When it comes to more complicated ancillaries, the need to ensure you install the best equipment becomes greater still. If you choose to up-sell clients to greater complexity, it must be supported by performance and by reliability or it will become an albatross around your neck. 
Cost and reliability are intertwined – that’s because better systems come at a price. Not a very much higher price, mind you. Fact is, the cost of quality alarm kits is extremely low. It’s obviously possible to spend thousands on an alarm system and turn a suburban house into Fort Knox but there’s always a trade-off between cost and performance – and winning or losing the job. Just be sure to spend a little more on the best systems and components and be astute enough to sell superior technology to users. 
As an installer, the issue when you’re providing alarm systems is ensuring that the technology you install and the way you install it guarantees you will never be called out for a fun half day hunting bugs in a system that’s unsupported in this hemisphere. It sounds a small thing but it’s absolutely vital. 
Reliability is also about customer service and, quite obviously, customer service is what your reputation as an installer is built on. Reliability applies to every aspect of a system, from the sensors to the terminations, from keyfobs to the up-time of the remote comms path to the control room. 
I’ve personally had 4 alarm systems in my life. The most dependable was a DAS NX16. I’ve forgotten what the other systems were now but I do know I stopped using them. One developed a controller fault and would no longer seal. Another ate all its sensor batteries in a month then reported hundreds and hundreds of low battery signals at 50 cents a call while I was on 3 weeks holiday. How I laughed! Another could not resist going into random, raucous alarm for reasons unknown. One day the police came to call and I never armed that alarm system again.  

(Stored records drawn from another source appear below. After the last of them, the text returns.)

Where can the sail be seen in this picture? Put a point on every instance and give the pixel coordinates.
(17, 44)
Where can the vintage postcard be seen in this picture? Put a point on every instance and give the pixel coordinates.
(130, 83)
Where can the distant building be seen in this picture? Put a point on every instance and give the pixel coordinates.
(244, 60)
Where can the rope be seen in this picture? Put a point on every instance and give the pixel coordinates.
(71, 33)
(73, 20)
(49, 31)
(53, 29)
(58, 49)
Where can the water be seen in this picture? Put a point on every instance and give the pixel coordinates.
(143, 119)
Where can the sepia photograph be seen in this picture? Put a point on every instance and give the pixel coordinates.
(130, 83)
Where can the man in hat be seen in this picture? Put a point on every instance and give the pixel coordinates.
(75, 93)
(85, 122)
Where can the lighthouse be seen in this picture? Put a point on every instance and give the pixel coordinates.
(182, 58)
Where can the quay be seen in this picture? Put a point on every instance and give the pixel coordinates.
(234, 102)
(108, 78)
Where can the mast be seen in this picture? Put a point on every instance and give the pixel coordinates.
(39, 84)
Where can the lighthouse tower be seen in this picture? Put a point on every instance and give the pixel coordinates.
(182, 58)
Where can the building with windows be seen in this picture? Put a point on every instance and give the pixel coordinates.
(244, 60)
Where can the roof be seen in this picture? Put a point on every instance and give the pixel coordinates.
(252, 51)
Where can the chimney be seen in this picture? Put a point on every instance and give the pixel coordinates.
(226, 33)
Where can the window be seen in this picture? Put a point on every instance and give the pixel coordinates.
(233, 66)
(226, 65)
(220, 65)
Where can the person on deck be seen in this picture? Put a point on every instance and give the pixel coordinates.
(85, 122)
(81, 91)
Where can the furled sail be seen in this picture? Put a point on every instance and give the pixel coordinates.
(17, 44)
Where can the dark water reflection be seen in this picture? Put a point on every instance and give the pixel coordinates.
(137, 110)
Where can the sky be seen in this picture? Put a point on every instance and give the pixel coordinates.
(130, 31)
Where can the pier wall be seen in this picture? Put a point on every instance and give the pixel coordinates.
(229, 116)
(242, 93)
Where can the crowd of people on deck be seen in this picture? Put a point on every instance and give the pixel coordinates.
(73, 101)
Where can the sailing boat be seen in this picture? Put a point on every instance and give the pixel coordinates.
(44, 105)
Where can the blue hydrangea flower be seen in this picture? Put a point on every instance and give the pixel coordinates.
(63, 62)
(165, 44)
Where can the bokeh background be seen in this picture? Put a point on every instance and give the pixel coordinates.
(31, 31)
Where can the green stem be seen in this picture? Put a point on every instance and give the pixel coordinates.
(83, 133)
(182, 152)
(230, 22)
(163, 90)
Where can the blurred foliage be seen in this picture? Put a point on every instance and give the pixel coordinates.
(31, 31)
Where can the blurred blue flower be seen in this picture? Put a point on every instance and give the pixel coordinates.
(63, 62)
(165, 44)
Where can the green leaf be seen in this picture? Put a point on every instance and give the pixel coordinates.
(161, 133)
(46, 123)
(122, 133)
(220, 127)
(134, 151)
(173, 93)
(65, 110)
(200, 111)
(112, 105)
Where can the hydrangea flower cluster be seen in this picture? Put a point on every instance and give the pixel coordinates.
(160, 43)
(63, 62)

As a new installer then, choose a quality manufacturer that offers a long warranty on a product that’s tediously reliable. Choose sensors for the application – not whatever costs the least. And again, make the effort to sell your quality selection to users. Be sure users understand that when they ask you to install $20 alarm sensors, they are actually going to get $10 alarm sensors. 
This rule about quality sensors always applies. There’s no point installing slick looking touch screen interfaces in every bedroom that can be accessed from the latest iPad while on safari in the Masai Mara if every afternoon for a 3 month period over winter the lowering sun sparks off the top of that glass table in the family room and blasts a $10 PIR into false alarm. 
This is an area you need to think hard about. Reliability inferred by quality (and sensible installation) means resistance to false alarms. False alarms are the bane of the lives of users. They are the number one reason users give up using their systems and choose to let their monitoring contracts lapse. 
If you are going to install an alarm system, it must be fit for purpose. It’s not there to detect sunbeams, it’s not there to detect cats, flies or thermal currents. It’s not there to detect the UHF conversations of truckies on the freeway. It’s there to detect humans, and only humans. And detecting only humans requires an elevated level of design, build and installation quality not represented by slapped in, mass produced knock-offs trading on volume rather than reputation.
You will definitely ask yourself wired or wireless? It’s a harder choice than it sounds. Sure wireless is easy to install. A child could do it. The trouble is that some wireless is reliable and some is less reliable and some sites are harder than others for RF to get around. Wireless is great if done well but cheap wireless sensors are horrid.  
In comparison, hardwire is expensive once. Hardwire might be tougher to install but it never munches batteries, it never suffers apoplectic fits induced by stray EMI, the nebulous nature of which couldn’t be established by teams of white-coated scientists from the CERN Institute. Let’s be very clear on this. Do your homework on wireless. If you are going to use it, use the best. 

“If you are going to install an alarm system, it must be fit for purpose. It’s not there to detect sunbeams, it’s not there to detect cats, flies or thermal currents.”